The firm has been supplying harpsichords and pianos to the royal family since Burkat Shudi, who founded the company in 1728, provided a harpsichord to Frederick, Prince of Wales in 1740. The royal warrant is thought to date back to at least George II. “Instruments that still exist have ‘By Appointment to His Majesty and the Princesses’ handwritten on their name boards,” said Dr Alastair Laurence.
Broadwood – the UK’s only piano maker – remains a family company run by Dr Laurence and his cousin, Guy. Broadwood’s small team still makes pianos by hand in its workshops, based at Finchcock’s Musical Museum, Goudhurst, Kent.
There are currently 20 to 30 Broadwood pianos, as well as other makes of pianos, placed throughout Buckingham Palace, Sandringham, Royal Lodge Windsor and St James’ Palace. Many are regularly maintained and tuned by Broadwood, which offers tuning and restoration.
Musical ‘royalty’ have also valued Broadwood pianos. “Haydn practiced at Broadwood’s salon when playing in London in the 1790s,” said Laurence.
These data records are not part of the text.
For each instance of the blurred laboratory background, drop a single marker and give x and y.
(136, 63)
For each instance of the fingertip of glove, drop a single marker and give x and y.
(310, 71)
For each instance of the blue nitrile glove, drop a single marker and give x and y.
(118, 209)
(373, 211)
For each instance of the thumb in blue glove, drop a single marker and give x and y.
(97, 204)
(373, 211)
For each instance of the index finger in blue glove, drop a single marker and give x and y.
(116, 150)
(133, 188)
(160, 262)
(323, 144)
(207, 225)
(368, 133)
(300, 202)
In November 1817 the company gave a piano to Beethoven. “It was taken by boat to Trieste and then by horse and cart over the Alps. Beethoven received it in Vienna five months later,” said Laurence.
Chopin was supplied with three grand pianos for London concerts in 1848, and Liszt used a Broadwood for mainly private recitals in London in 1886. On the same tour Liszt appeared at the Royal College of Music (RCM), close to a Broadwood, but did not intend to play.
“RCM students threw daffodils grabbed from local parks, towards the piano, until he agreed to play. Our tuner had to clear the flowers out of the piano,” said Laurence.
Even the apparently unremarkable Broadwood pianos can have historical value. The Broadwood archive service, used to value pianos, includes records going back to the 18th century. “One lady found that her small upright had belonged to Sir Arthur Sullivan,” said Laurence.